(Updated – with result of legal action)
Transport for London has failed in its court bid to block a strike by the Tube drivers’ union, Aslef, on Boxing Day.
In 1996 Aslef signed an agreement for its members to work on Bank Holidays in return for higher pay and longer holidays. They are now paid more than £40,000 a year for a 35-hour week, and get almost seven weeks’ holiday a year.
Now, however, Aslef has demanded to be paid triple time – around £495 for the day, or around £70 an hour – for working on December 26, plus a further day off in lieu. That’s what the strike’s about.
After the bad weather earlier this week, London retailers were hoping for a boost from the Boxing Day sales. If the Tube’s not working properly, they won’t get it. Services at Christmas have already been reduced – until the 1980s, the Tube used to run on Christmas Day as well, just like public transport virtually everywhere else in the world. If Aslef gets its way, it could become impossible to run on Boxing Day too.
Boris Johnson, business leaders and virtually everyone you can think of have condemned the strike, and all the other – equally ridiculous – disputes mounted by the RMT and TSSA over various non-issues in the last three months.
But one doughty champion of oppressed Londoners has fallen completely quiet over Aslef’s threat to spoil Christmas reunions for thousands of people. Can Ken Livingstone’s silence be in any way connected to the fact that his campaign has received thousands of pounds in donations from Aslef?
Indeed, in all the months of Tube strikes, Ken Livingstone has never once condemned any of the unions. Can this be in any way connected to the fact that Ken’s campaign for mayor is run out of an office in the Euston headquarters of one of the other striking unions, the TSSA?

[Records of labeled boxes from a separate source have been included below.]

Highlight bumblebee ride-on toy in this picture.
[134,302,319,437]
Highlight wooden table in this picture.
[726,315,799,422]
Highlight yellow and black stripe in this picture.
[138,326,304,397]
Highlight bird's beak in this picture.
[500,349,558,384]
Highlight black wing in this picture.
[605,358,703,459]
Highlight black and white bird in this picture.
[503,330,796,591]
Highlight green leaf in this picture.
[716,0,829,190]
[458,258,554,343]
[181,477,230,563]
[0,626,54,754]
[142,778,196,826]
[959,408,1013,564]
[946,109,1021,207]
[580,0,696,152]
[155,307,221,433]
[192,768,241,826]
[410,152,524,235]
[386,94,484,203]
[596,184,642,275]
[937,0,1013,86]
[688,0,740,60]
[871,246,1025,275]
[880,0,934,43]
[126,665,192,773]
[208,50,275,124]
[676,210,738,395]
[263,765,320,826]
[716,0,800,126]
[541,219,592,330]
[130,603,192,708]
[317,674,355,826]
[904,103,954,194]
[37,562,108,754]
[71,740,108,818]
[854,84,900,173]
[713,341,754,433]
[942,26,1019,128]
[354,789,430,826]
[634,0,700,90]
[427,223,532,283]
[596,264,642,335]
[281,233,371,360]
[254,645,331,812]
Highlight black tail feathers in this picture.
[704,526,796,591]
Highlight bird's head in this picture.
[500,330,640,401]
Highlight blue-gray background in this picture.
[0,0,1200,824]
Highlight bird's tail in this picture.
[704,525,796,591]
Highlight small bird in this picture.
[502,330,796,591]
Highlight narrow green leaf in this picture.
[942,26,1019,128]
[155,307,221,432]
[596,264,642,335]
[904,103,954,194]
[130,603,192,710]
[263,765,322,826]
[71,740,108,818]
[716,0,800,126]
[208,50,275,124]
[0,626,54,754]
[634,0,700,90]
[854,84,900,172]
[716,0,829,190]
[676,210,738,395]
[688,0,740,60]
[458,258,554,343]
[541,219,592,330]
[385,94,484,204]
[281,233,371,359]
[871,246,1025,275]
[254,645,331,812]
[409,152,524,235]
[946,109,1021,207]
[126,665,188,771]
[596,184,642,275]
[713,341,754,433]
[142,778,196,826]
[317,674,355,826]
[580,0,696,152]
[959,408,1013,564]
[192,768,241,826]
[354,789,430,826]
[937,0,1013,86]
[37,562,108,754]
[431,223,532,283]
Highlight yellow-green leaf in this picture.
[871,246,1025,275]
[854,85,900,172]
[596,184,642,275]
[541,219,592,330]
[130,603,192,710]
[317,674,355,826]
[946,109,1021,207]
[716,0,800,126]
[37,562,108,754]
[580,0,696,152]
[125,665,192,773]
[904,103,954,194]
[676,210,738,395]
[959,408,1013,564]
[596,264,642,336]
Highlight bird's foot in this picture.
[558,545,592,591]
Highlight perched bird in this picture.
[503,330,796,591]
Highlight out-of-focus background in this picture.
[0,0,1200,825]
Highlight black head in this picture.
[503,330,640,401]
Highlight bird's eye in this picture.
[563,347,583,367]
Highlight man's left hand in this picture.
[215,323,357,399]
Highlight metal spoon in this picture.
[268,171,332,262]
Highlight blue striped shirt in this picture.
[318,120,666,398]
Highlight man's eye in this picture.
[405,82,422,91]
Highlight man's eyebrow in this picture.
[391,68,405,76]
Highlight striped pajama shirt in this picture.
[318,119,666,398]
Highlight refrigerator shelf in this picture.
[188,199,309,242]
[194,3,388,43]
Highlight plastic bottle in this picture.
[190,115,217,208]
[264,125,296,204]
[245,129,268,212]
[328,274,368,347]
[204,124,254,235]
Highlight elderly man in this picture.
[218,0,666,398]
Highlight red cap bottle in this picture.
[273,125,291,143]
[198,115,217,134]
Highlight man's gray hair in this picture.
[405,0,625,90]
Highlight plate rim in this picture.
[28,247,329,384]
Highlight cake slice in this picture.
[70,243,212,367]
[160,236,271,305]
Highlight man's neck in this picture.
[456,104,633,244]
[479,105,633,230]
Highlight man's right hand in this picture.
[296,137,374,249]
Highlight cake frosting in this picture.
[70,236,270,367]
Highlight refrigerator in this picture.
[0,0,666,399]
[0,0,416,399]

Last week, Ken’s running-mate, Val Shawcross, was pictured supporting the RMT and TSSA strikers. This week the man in charge of Ken’s campaign, Simon Fletcher, attacked as “terrible” a Guardian leader criticising calls for “coordinated industrial action.” The side Ken has chosen in these strikes is a useful reminder of where his true loyalties lie. In the rather unlikely event that he is elected mayor in 2012, he will not be working for Londoners as a whole – but for some of the city’s greediest sectional interests.
(Update: The actual address of Ken’s campaign office – Walkden House, 10 Melton Street, London NW1, ie TSSA HQ – was removed from his website after my original post. However several of his campaign materials, available online, still show it, until they too are doubtless taken down; don’t worry, I do have printouts. The contact information now given on Ken’s website is a c/o Labour HQ, in other words a forwarding address. Which rather suggests he’s still with the TSSA.)